As we continue our theme of prayer for the weeks leading up to the 125 Hours of Prayer today we learn from a professor about the prayer life of Moody Bible Institute’s founder.
By Gregg Quiggle, dean, International Study Programs
In 1923, one of Dwight Lyman Moody’s closest associates, R. A. Torrey, preached a sermon titled, “Why God Used D. L. Moody.” In the sermon, Torrey gave seven reasons why God used Mr. Moody. One of the seven Torrey identified was that, “Mr. Moody was in the deepest and most meaningful sense a man of prayer.” Even a cursory glance at Moody’s life confirms Torrey’s evaluation.

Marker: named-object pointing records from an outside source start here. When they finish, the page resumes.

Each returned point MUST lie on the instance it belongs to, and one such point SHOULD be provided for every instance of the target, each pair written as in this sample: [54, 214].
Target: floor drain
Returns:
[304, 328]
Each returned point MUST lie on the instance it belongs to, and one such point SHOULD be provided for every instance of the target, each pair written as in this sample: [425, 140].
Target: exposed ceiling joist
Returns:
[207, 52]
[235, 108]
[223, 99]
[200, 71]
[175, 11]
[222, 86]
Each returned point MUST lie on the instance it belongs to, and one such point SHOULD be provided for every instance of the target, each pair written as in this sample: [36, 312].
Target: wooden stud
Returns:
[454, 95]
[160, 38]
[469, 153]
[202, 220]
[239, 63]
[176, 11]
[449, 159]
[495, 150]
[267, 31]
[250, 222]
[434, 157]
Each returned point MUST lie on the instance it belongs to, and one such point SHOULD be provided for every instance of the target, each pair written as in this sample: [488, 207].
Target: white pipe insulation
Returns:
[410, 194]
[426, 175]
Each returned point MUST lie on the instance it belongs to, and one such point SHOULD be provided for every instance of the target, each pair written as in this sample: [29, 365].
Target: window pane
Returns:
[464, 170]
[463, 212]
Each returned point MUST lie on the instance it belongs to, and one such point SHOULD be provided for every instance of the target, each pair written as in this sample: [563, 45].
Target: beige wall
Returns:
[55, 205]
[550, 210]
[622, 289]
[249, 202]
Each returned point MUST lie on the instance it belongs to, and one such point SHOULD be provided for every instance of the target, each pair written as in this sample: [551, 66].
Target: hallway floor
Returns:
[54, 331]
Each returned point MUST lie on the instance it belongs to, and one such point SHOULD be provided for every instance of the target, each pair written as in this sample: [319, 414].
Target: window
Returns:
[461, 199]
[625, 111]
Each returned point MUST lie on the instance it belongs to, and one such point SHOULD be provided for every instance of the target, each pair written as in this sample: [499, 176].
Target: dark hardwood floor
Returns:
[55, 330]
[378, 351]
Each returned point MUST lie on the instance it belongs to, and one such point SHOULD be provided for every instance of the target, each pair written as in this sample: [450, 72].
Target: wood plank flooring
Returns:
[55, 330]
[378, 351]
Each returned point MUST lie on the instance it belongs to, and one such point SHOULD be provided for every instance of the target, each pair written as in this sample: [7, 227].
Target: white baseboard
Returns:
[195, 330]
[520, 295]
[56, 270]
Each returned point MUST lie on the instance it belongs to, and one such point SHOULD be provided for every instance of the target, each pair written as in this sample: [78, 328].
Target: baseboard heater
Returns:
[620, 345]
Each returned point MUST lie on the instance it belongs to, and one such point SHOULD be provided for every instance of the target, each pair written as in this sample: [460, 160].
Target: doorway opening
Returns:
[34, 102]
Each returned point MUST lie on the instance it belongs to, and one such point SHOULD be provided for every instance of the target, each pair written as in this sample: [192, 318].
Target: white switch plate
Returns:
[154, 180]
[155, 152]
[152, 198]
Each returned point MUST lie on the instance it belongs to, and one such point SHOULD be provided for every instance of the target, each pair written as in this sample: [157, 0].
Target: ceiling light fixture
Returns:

Early in his life as a believer, Moody came to learn of the importance and benefit of prayer. He had begun his life of faith as a result of the work of a Sunday school teacher in 1855 and shortly thereafter, he struck out for Chicago. There he became involved in a prayer based revival that swept through the major cities in America. He immersed himself in the meetings, rarely missing an evening of prayer and they became foundational for how he later approached ministry. In fact, virtually everywhere he traveled over the course of his life, he organized prayer meetings.
During these years, Moody befriended the godly owner of his boarding house. Mrs. H. Phillips, or “Mother” Phillips as she was commonly known, was a stalwart at the First Baptist Church and she schooled Moody on the necessity of faithful prayer. He took those lessons to heart as prayer became a central part of his life.
Moody always demanded intense and focused prayer in preparation for his revival campaigns. When he began new projects he often called on the students and faculty of his schools to devote themselves to fasting and prayer.
Emphasizing the importance and power of prayer was so important to Moody it was one of the predominant characteristics of the schools in both Northfield and Chicago. His student conferences in Northfield featured 6:00 a.m. prayer meetings and he organized prayer meetings for children. Later, he would say that “Some of the happiest nights I ever had were in these children’s prayer meetings…”
D.L. Moody not only worked hard for the Lord, but he also he prayed hard as he worked. His life and enduring work stand as an eloquent testimony to fruits of fervent prayer.
James 5:16b “The prayer of a righteous person has great effectiveness.”